Debate Magazine

My Little Experiment, and the Remarkable Data It Produced (from the Archives)

By Stevemiranda

I was browsing through my Facebook profile one day and, in my news feed, saw one of my students writing on the “wall” of another student:

“Missed you in Miranda’s class today, we got our screenplays back.”

The other student responded, “What grade did we get?” [It was a group project.]

“We got an A.”

“Sweet!”

As I read this, I wondered, Did they even bother to read the comments that I wrote on their paper?

* * *

A student who had just returned to school after being out sick approached my desk and said, “Hey Mr. Miranda, I heard you gave back our essays in class yesterday. Do you have mine?”

I found her essay and said, “Yeah, here it is.
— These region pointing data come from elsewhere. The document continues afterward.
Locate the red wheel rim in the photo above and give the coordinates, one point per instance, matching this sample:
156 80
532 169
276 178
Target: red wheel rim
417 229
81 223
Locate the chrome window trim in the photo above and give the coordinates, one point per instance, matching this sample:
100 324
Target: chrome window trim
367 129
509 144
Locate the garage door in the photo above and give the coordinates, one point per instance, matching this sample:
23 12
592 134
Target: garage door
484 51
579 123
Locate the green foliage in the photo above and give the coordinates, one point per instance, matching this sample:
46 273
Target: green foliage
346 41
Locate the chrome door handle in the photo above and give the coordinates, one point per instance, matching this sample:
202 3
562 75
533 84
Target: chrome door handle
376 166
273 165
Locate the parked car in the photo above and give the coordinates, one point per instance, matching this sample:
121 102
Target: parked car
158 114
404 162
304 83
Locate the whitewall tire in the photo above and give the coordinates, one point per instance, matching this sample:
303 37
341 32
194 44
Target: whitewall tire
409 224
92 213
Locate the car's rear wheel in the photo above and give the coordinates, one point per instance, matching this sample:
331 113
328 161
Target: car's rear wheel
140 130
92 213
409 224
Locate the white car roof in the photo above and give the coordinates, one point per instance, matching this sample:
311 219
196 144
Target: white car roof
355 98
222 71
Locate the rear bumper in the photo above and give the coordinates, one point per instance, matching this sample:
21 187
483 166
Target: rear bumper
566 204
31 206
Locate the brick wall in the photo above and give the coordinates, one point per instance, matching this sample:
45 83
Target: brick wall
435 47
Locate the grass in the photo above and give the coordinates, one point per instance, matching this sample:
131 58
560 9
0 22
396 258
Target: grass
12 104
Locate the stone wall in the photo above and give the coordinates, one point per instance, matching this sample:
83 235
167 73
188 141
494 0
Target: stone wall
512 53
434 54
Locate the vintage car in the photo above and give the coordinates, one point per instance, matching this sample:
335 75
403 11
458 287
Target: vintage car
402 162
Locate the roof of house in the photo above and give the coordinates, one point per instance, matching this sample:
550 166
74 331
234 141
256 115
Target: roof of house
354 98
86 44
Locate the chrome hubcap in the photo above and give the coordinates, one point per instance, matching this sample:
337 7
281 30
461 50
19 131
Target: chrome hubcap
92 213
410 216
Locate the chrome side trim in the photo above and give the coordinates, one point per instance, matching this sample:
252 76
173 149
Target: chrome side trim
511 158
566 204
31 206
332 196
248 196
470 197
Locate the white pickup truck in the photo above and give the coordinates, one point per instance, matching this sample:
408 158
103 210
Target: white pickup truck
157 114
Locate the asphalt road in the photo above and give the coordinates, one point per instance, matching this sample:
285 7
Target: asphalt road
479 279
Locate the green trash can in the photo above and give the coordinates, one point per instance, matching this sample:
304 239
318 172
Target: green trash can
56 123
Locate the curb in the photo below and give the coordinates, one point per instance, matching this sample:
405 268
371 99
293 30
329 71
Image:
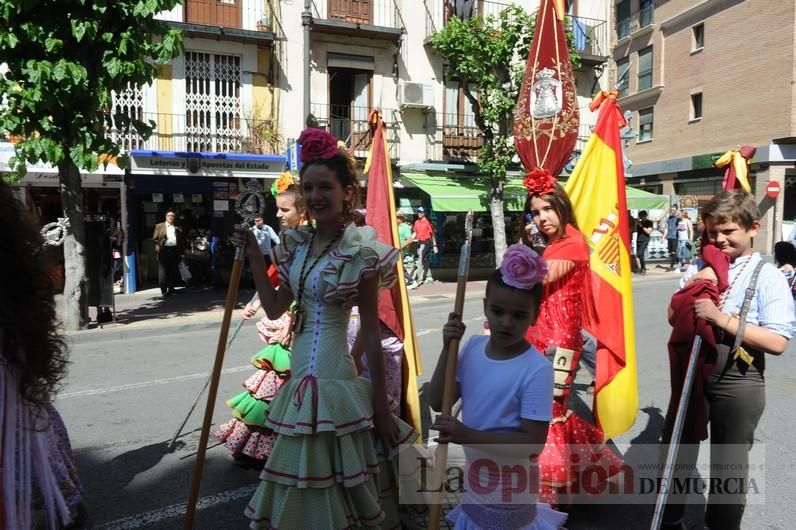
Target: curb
202 321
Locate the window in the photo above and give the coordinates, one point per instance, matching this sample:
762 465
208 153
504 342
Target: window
623 76
622 19
212 102
699 37
645 16
645 125
696 106
645 69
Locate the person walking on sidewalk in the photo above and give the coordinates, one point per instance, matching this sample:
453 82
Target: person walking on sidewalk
426 243
168 244
643 231
407 242
670 235
39 486
265 236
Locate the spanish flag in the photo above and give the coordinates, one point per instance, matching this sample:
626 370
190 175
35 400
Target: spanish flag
596 188
393 303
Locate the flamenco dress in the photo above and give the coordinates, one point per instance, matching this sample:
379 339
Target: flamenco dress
573 444
246 433
326 470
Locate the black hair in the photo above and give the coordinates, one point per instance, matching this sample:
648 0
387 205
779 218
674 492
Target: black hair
785 253
496 280
344 168
29 343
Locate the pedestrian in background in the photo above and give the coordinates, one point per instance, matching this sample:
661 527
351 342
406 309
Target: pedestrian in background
426 243
406 241
39 486
685 236
643 231
168 244
265 236
670 235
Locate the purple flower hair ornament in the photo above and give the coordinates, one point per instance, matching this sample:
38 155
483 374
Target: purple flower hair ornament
522 268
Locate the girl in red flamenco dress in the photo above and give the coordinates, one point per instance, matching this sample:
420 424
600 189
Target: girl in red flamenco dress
572 443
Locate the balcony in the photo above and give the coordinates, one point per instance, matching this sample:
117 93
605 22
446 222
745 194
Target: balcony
379 19
638 21
247 21
591 39
453 138
350 124
201 132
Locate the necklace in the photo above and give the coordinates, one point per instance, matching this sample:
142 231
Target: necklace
725 294
297 323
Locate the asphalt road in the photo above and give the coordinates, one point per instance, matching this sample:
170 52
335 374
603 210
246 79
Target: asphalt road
124 399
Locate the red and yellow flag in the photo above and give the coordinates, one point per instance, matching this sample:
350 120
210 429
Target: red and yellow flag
596 188
393 303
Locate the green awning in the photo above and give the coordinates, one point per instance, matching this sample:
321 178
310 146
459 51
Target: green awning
643 200
462 194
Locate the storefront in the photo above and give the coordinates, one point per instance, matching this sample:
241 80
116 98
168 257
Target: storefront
210 193
104 206
448 199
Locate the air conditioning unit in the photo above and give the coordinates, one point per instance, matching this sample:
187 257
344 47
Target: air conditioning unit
416 96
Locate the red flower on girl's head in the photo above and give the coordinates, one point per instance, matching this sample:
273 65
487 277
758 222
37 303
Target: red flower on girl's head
539 182
317 144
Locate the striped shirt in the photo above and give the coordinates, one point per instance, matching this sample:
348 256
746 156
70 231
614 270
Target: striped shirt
771 308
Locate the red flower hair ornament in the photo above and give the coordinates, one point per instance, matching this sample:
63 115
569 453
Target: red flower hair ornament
539 182
317 144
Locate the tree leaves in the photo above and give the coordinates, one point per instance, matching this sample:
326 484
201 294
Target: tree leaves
64 60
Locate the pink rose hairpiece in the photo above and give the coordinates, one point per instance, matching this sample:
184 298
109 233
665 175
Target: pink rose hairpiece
539 182
522 268
317 144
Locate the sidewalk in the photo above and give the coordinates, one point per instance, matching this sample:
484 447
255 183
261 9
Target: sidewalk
146 312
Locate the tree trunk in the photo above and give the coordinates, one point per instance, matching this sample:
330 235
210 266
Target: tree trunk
75 281
498 222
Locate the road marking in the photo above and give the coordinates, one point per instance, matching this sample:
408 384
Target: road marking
190 377
155 382
176 510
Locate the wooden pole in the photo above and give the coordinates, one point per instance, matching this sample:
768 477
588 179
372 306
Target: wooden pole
232 297
441 460
677 432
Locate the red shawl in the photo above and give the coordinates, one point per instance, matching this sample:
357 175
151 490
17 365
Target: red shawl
568 300
685 326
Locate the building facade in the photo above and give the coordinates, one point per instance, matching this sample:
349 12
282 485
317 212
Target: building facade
696 89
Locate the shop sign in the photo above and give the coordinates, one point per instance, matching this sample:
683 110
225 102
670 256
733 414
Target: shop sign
206 167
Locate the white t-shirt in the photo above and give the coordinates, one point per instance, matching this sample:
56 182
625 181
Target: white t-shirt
496 395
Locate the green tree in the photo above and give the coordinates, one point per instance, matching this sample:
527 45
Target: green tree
487 57
65 59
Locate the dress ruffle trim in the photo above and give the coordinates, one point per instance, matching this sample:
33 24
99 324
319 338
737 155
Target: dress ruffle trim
343 478
358 255
274 357
248 440
311 405
501 517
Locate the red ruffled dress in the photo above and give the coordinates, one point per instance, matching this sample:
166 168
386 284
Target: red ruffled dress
572 442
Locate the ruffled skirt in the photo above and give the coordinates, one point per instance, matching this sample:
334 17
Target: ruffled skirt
326 457
505 517
246 433
573 444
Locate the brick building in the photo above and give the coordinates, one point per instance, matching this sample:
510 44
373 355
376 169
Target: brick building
704 77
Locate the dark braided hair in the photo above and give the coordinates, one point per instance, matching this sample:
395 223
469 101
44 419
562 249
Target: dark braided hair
29 343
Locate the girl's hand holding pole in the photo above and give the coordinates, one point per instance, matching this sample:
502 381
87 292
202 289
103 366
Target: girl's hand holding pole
384 422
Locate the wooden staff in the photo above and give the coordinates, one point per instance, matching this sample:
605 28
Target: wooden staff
677 432
441 460
207 382
232 297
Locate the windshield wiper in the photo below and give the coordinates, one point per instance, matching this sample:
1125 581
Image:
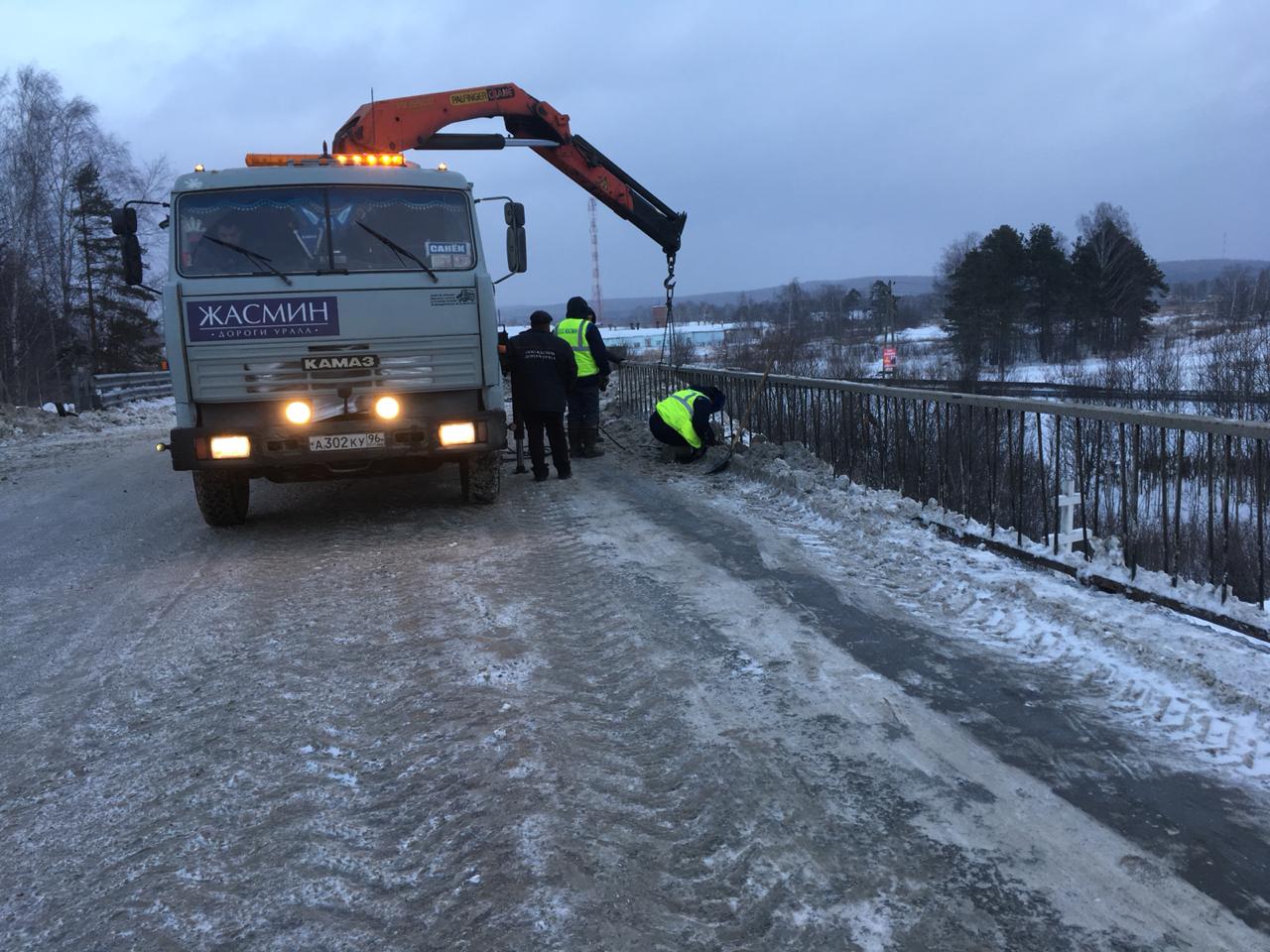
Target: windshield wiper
255 257
400 250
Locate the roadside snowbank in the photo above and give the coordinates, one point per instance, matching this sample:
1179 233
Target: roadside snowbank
1206 689
24 424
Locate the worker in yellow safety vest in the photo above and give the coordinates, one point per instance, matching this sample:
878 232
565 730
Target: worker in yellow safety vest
683 420
579 331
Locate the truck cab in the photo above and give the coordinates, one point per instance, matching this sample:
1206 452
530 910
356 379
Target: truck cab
329 318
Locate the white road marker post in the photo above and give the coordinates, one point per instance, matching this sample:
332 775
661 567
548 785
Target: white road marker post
1062 540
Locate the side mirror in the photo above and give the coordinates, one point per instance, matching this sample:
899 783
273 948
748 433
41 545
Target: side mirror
517 253
131 257
123 221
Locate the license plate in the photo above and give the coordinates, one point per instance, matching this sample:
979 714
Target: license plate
347 440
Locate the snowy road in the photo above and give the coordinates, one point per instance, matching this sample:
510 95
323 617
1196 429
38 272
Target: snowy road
622 712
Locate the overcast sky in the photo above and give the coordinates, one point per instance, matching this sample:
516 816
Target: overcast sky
812 140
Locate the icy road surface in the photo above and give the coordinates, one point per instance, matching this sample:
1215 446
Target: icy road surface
640 710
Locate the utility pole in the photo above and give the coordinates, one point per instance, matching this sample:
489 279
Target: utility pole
595 298
889 353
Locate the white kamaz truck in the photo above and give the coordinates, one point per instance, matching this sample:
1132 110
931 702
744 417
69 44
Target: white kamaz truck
333 315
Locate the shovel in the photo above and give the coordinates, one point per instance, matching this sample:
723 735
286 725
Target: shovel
744 421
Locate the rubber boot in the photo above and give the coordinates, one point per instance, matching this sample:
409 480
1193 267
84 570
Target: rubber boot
589 440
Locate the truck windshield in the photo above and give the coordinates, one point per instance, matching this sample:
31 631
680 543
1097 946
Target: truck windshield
308 230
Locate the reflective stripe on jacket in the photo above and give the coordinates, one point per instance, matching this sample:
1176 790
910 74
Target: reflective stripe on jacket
572 331
677 413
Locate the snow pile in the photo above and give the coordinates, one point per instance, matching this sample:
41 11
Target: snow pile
21 425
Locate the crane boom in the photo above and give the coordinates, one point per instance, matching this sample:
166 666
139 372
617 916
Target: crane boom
414 122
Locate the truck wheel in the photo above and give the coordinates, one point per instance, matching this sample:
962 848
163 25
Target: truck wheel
480 477
222 497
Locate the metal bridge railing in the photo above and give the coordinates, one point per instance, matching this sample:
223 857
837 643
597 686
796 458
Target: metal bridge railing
104 390
1174 493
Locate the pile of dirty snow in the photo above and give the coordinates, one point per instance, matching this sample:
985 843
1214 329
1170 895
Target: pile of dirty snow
24 424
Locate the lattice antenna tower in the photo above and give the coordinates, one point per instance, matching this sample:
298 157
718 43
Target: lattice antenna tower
597 299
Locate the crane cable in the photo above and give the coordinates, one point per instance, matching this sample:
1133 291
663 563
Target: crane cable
668 336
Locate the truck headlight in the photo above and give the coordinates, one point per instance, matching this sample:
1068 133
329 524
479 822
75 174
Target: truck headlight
457 433
230 447
299 412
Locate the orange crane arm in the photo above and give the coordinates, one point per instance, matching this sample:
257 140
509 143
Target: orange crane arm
414 122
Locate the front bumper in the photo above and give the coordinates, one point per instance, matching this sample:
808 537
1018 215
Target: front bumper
277 449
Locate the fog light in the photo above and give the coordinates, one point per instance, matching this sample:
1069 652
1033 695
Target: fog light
299 412
454 433
230 447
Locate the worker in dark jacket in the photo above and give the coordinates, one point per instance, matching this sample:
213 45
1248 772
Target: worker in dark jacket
579 331
543 371
683 420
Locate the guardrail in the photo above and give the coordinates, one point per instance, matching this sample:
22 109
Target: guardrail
104 390
1175 493
1080 391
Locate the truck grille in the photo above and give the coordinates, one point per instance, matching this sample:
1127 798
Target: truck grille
440 363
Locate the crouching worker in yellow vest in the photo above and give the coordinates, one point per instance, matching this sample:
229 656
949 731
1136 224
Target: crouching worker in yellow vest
683 420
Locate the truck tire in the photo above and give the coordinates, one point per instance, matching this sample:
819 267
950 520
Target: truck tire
222 497
480 477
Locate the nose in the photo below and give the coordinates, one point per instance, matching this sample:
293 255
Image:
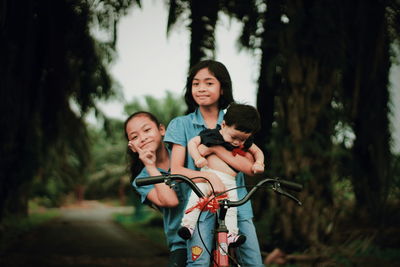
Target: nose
201 87
143 138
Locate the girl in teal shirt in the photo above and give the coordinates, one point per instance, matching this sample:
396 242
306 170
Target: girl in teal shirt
149 156
208 92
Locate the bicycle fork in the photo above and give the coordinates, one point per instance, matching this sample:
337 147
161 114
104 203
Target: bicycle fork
221 257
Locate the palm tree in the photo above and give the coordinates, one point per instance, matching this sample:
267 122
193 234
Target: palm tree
49 63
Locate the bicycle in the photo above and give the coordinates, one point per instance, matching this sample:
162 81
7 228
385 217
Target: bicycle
220 256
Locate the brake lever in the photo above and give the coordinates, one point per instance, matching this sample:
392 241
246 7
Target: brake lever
278 189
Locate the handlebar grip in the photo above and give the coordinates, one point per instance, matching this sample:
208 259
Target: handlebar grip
150 180
291 185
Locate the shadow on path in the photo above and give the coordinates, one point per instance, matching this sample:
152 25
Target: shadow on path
84 235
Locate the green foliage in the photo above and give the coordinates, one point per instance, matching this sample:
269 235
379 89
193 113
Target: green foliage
164 109
107 174
14 226
150 225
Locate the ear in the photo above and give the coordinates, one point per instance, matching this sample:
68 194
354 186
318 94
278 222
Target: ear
161 128
223 124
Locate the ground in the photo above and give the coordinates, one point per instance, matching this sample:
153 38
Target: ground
84 235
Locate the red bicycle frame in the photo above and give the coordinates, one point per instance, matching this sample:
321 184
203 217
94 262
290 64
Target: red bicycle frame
220 255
It was really good, let me go over some of the things I noticed in your writing. . . .”

I started reviewing with her the comments I’d scribbled in the margins, but couldn’t help notice her weight shifting from one foot to the other and her eyes occasionally wandering around the room. I smiled and said, “Are you interested in this, or do you really just want to know what your grade is.”

This is why I love teenagers. She looked up, cringing with mock pain and embarrassment, and admitted, “I just kinda wanted to know my grade.”

* * *

These types of incidents gave me an idea for a little experiment that yielded a remarkable data set.

As an English teacher, I would spend hours each weekend reading student writing and offering meticulous feedback on each paper. I never wanted to be one of those teachers who simply gave out assignments, then wrote “A” on the top of the paper and returned it to students. I felt like students deserved more than that.

So I would log the hours, decline invitations to weekend getaways with friends, and write long notes on the students’ work: messages of encouragement, suggestions for improvement, funny inside jokes so they would know that I cared about them as individuals. And it always pained me when, at the end of each class period, I would find student work littering the classroom floor. I could never tell if they even read my comments, let alone reflected on them and used them to improve their writing skills.

One day I decided to do something different. I read every student’s paper and gave it a grade, but didn’t write a single word on it. I then posted the grades to my online gradebook and sent my students an email: your grades are posted, if anyone is interested in receiving line-by-line feedback on your writing, please let me know.

Of the 93 students in my classes, how many do you think requested feedback?

When I ask teenagers this question, the answers invariably fall within the range of “zero” to “two.” So, I guess I should be proud that four students responded to my offer.

At the time, this was crushing. In retrospect, it’s utterly rational. Why should they care? I chose the assignment, I chose the due date, and all anyone ever talks about in school is, “Keep your grades up!”

Once they learned what their grade was, why would they care to know anything else?